Odeszła do Pana
14.12. 2012 roku o godzinie 9.33 odeszła do domu Ojca
w wieku 87 lat życia i 60 lat profesji zakonnej
ŚP. S. JANIK HELENA
należąca do wspólnoty Maryi Wspomożycielki w Środzie Śląskiej
w Inspektorii Wrocławskiej Zgromadzenia Córek Maryi Wspomożycielki
Pogrzeb odbędzie się w poniedziałek 17.XII. 2012.
O godz. 12.00 w kościele pw. św. Andrzeja w Środzie Śląskiej zostanie odprawiona Msza św.
Polecajmy Zmarłą siostrę Helenę Miłosierdziu Bożemu.
Wieczny odpoczynek racz Jej dać Panie...
_________________________________________________
Życiorys S. HELENY JANIK
S. Helena Janik urodziła się 30.09.1925 roku w Gołkowicach, powiat Nowy Sącz., jako córka Jakuba i Kunegundy. Została ochrzczona 08.10.1925 r. w Gołkowicach, tam 20.06.1947 r. otrzymała sakrament bierzmowania. Ojciec był rolnikiem, a dziadek wójtem. Ojciec mamy był posłem do Sejmu. Gdy Helena miała 5 lat umarła mama, która miała wówczas 40 lat. Rodzina Heleny była bardzo liczna: z pierwszej żony urodziło się ośmioro dzieci, z drugiej jeszcze czworo. Druga Mama, Kinga, była bardzo dobra i bardzo pobożna, nie robiła różnicy między dziećmi; niestety ona również umarła młodo – mając zaledwie 45 lat.
S. Halena wspominając dzieciństwo napisała: Rodzice byli bardzo religijni
i wychowywali nas do wzajemnej jedności i zgody. Wieczorami często odmawialiśmy wspólnie Różaniec, Rodzice lubili uczestniczyć we Mszy św. w pobliskim kościele także w dni powszednie.

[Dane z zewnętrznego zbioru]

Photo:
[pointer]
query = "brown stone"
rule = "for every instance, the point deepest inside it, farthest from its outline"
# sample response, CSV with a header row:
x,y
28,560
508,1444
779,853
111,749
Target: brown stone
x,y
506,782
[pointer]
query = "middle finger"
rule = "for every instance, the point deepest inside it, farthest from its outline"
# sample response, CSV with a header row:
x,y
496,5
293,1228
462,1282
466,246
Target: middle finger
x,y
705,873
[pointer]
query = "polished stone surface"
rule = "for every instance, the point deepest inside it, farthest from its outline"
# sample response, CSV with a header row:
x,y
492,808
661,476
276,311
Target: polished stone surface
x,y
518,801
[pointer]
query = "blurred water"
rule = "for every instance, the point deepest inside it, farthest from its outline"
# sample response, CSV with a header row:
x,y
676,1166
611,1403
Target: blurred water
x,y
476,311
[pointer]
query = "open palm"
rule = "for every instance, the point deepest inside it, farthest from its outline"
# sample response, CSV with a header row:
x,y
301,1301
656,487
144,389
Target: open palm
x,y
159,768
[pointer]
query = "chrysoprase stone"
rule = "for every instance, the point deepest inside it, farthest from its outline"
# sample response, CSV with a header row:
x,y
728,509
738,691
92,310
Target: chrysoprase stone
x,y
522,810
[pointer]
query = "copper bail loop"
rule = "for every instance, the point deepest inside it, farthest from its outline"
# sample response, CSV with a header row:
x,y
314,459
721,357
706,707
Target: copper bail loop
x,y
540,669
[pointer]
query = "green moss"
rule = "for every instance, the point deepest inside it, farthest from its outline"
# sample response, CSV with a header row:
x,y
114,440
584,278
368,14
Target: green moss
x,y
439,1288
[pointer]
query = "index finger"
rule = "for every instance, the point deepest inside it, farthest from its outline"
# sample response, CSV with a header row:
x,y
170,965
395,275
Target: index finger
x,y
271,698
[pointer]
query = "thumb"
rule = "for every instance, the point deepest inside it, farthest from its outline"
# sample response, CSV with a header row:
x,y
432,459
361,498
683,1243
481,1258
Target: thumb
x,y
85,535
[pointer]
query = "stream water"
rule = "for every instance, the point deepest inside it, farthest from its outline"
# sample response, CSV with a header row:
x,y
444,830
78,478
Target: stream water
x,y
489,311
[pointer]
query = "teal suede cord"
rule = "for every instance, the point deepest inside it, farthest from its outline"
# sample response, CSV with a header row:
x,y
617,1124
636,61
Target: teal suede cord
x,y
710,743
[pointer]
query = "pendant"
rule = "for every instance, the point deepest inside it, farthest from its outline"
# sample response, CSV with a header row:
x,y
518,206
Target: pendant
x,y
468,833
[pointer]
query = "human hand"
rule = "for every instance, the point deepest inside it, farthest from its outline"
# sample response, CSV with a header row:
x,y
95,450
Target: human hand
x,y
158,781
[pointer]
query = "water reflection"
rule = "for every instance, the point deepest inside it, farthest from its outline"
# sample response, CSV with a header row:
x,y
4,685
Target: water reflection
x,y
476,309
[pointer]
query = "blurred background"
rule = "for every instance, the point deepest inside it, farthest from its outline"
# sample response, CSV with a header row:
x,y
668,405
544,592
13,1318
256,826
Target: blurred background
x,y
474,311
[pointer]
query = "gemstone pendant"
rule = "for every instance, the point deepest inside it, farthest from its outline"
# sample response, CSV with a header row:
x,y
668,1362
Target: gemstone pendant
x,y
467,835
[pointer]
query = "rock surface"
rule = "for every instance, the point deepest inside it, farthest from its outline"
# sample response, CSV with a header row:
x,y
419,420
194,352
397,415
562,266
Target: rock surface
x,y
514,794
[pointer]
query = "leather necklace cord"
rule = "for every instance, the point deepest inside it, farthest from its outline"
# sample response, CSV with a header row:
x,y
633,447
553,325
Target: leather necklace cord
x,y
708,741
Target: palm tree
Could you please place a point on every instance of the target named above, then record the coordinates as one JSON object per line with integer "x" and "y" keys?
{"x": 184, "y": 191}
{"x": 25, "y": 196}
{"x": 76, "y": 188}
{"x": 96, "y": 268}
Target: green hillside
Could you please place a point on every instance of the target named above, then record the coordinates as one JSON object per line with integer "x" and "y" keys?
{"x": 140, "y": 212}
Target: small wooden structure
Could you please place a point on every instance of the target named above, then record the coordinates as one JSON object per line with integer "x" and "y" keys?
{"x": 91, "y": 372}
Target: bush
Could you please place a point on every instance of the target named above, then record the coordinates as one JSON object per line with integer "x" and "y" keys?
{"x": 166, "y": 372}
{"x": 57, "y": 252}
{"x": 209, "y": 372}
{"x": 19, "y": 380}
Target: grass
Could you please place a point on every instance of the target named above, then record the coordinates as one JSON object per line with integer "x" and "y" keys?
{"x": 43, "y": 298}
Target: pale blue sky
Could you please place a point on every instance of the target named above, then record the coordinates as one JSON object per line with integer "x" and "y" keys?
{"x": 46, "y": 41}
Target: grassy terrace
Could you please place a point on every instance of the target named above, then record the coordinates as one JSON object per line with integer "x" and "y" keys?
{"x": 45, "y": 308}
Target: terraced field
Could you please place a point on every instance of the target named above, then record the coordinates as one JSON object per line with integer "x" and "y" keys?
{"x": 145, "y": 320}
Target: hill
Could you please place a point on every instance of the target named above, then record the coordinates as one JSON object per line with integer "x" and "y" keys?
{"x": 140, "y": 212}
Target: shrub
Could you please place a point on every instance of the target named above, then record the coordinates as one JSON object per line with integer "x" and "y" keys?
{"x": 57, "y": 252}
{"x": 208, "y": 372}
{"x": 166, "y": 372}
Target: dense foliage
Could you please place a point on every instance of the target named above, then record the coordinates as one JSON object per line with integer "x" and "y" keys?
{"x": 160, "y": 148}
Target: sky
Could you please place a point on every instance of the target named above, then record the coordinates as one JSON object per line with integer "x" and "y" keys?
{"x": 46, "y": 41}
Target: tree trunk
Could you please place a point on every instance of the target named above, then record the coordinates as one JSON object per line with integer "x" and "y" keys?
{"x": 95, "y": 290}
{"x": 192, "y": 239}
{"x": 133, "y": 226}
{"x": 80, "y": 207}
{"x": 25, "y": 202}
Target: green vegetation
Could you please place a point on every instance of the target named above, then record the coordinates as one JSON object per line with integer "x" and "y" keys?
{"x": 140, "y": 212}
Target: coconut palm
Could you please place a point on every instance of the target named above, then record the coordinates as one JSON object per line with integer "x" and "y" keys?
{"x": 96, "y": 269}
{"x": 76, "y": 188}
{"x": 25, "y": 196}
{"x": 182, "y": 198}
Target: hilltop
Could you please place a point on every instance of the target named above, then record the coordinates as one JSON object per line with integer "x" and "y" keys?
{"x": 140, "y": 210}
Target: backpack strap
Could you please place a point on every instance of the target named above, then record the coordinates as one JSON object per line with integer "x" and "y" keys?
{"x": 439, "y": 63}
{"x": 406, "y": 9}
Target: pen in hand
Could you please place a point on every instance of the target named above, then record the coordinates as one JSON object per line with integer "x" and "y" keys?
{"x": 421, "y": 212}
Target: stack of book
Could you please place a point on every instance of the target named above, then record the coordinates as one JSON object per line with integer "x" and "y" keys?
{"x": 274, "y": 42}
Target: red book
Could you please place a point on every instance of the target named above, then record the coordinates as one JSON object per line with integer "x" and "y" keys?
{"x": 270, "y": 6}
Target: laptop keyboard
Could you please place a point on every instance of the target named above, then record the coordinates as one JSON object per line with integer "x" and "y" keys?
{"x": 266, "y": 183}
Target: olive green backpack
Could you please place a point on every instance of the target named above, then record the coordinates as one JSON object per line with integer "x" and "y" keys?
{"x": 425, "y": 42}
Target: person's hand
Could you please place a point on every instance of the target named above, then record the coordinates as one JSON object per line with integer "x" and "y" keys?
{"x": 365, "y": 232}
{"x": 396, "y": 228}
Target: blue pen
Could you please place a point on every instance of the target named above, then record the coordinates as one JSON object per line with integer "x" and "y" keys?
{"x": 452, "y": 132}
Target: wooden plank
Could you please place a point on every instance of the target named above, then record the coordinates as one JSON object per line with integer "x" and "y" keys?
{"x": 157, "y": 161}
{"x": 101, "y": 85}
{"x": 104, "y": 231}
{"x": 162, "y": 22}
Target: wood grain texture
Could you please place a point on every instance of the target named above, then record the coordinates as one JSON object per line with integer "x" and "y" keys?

Podczas II wojny światowej Helena pomagała rodzicom w gospodarstwie
i w wychowywaniu młodszego rodzeństwa. Należała wówczas do młodzieżowego kółka Żywego Różańca. Po wojnie w 19 roku życia wyjechała na dwa lata do brata na Ziemie Odzyskana do Kamiennej Góry. Myśl o życiu zakonnym nie opuszczała jej. Ojciec
i rodzeństwo mieli inne plany wobec Heleny, a ona sama sądziła, że się nie nadaje do zakonu z powodu bardzo żywego temperamentu. Jednak Pan Bóg wyróżnił mnie szczególnym powołaniem: na Córkę Maryi Wspomożycielki. O takim Zgromadzeniu dowiedziałam się od mojej kuzynki Helenki Cebula, która rok wcześniej wstąpiła do niego. Dzięki niej w 24 roku życia pojechałam do Pogrzebienia do Matki Laury Meozzi i tam pozostałam do 5 sierpnia 1952 r. - do złożenia pierwszej profesji. W tych latach poznawałam życie zakonne
i pracowałam w gospodarstwie oraz w kuchni gotując posiłki dla dzieci z naszego przedszkola - napisała w życiorysie s. Helena.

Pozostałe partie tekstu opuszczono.